# CSA vs. OSA: An Introductive Study Replication

This notebook covers the replication of Table 1 and Table 3 of the following study: https://www.ncbi.nlm.nih.gov/pmc/articles/PMC4909617. This was our first data task assigned by our sponsor to help us understand the goal of the project as well as important features to take note of. 

Table 1 describes demographics and sleep characteristics of the sleep study participants, classified into no sleep apnea, CSA, and OSA. Table 3 describes co-existing diseases and prescription drug use of sleep study participants.
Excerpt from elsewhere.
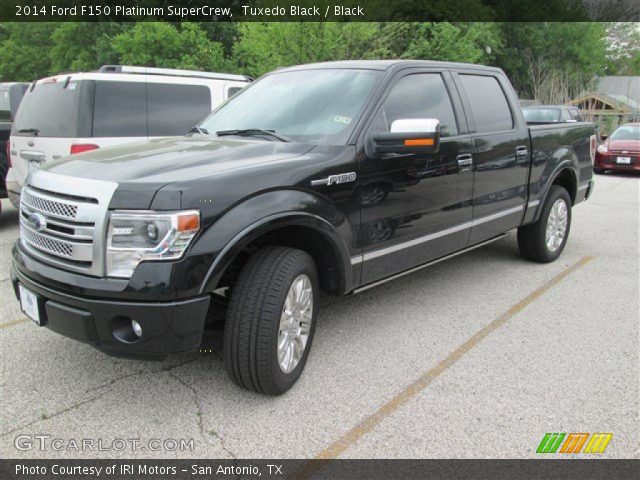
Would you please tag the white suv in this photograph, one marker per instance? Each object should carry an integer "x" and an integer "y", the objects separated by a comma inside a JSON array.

Resulting tables can be found in the /src/study directory.

## Imports

In [None]:
import pandas as pd
import random
import numpy as np
from scipy import stats

# user defined methods
import sys
sys.path.append('../utils')

from data_exploration import calc_confidence_interval

## Replicating Table 1

In [2]:
random.seed(0)
np.random.seed(0)

df = pd.read_csv('../../data/raw/shhs1-dataset-0.20.0.csv', encoding='cp1252', engine='python')

In [3]:
table1 = ['bmi_s1', 'age_s1', 'gender', 'systbp', 'diasbp', 'ess_s1', 'ahi_a0h4', 'ahi_c0h4', 'ahi_o0h4']

In [4]:
df = df[table1]
df.dropna(inplace=True)

Diagnosis of Sleep Apnea:

* Obstructive sleep apnea: # of total apnea events >= 5 & obstructive AHI > central AHI
* Central sleep apnea: # of central apnea events >= 5 & central AHI > obstructive AHI
* no central sleep apnea: # of total apnea events < 5

In [5]:
# OSA: TOTAL AHI >= 5 & OAHI > CAHI
osa = df[(df['ahi_a0h4'] >= 5) & (df['ahi_o0h4'] > df['ahi_c0h4'])]
# CSA: CAHI >= 5 & CAHI > OAHI
csa = df[(df['ahi_c0h4'] >= 5) & (df['ahi_c0h4'] > df['ahi_o0h4'])]
# No SA: TOTAL AHI < 5
no_sa = df[df['ahi_a0h4'] < 5]

In [6]:
# split csa into bins: [0, 5, 15, 30, 1000]
csa.loc[:, 'ahi_c0h4'] = pd.cut(csa['ahi_c0h4'], bins=[0, 5, 15, 30, 1000], labels=['0-5', '5-15', '15-30', '30+'])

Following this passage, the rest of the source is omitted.